The life that will inevitably end.
I think about life all the time. I think about global warming when I open a package or remark on unusual weather or sit in traffic. I think about the myriad of ways I am contributing to the problem. I think about the hopelessness I feel at our current political climate—and the many effects it has, and will continue to have, on our environmental climate. I think about generations to come.
I get a pit in my stomach.
It’s the same pit I get when I think about “forever”. What the fuck does that word even mean? That is perhaps the scariest word to me in our English language. When I grew up in the Christian church (Southern Baptist to be exact) “forever”—even in the context of an eternity in paradise—made my skin crawl. Maybe I am of little faith. I cannot picture or fathom or begin to sit with thoughts of eternity.
And commitment. And sameness. And never-ending.
But I think about life a lot. I think about what the point of mine is and how I’m ensuring that and role modeling it, and who I’m connecting with and if the time I’ve spent matters.
I think about death. I watch closely the process of grieving. I deeply admire the people in my life I watched walk through grief and come out the other side (or maybe it’s continue walking despite). I see some changed: wiser, more accepting, in possession of an uninvited understanding about certain truths of this world.
I want that but I don’t want to go there.
It must help me to focus on the outcome. To see the result of the process, even if the event itself (and the inability to avoid it) scares the shit out of me. It’s the other shoe I’ve been waiting to drop my whole life.
I think about life when I love on our dog. She’s an occasional little shit with a strong streak of Princess, but my love for her is so pure and brings such a sweetness and additional dimension to this life. I think about her life cycle and the assumption that I will be by her side throughout. I don’t expect to bury my babies, but I hope (in a somewhat sick way) to be by Mabel’s side letting her know we love and have deeply loved her until her end.
Almost every time I look at her, I have all these thoughts. I weigh the pain ahead and the joy right now and almost have to decide each instance, each day, if I can/should go in any deeper. Can I care for her more? Can I bond with her further? Can I go further in and still survive an inevitable loss?
I think how stunted this life would be if we shield ourselves from the hurt. If we build walls before the connection and the caring even starts. Many do. Most have (to some degree). It’s like staying at a resort in the wilderness. Comfort. Predictability. Control. But without the adventure. Without the risk. Without the highs and lows of survival. Lacking the payoff and the breathtaking sights, sounds, smells, fears, feelings and unending complexity this life is meant to lay out in front of us in great expanse.
I don’t know if my insight, my thoughtfulness, my persistent wondering helps me at all.
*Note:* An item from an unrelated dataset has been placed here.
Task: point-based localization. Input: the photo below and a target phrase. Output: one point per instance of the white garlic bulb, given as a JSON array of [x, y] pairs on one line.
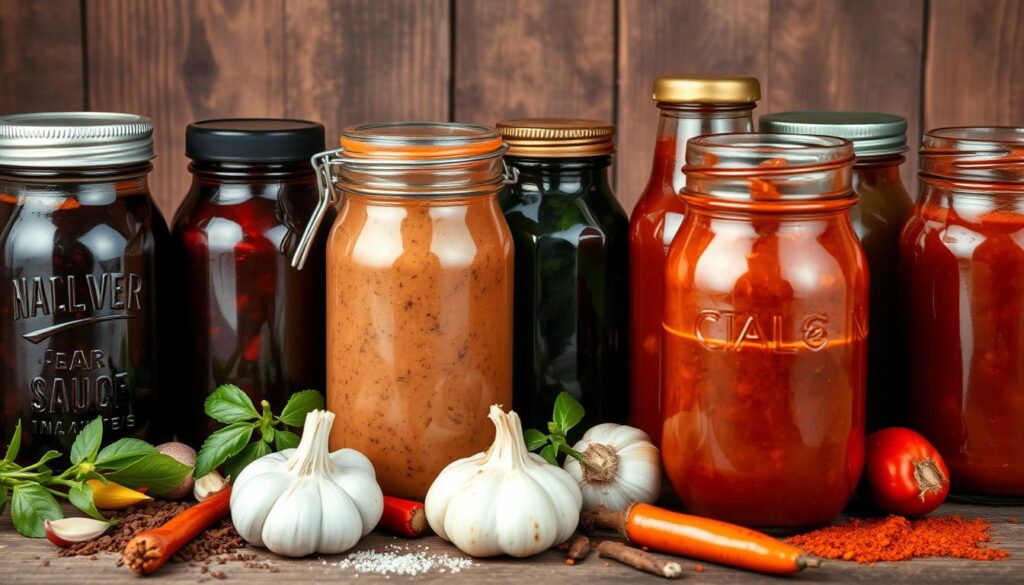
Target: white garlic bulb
[[506, 500], [621, 467], [305, 500]]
I strive not to be chained by it, to acknowledge the fear without embracing it. It either adds meaning and purpose to my life or paralyzes me with existentialism. It all means so much and yet perhaps nothing at all.
And so I share with you. Perhaps you also carry this weight. Perhaps you have walked this path. Perhaps you have cracked the code (do tell). In the meantime, I will just sit here and think. And live. And further explore how those two inexorable actions increase/decrease joy, fulfillment, presence, understanding and/or feelings of purpose.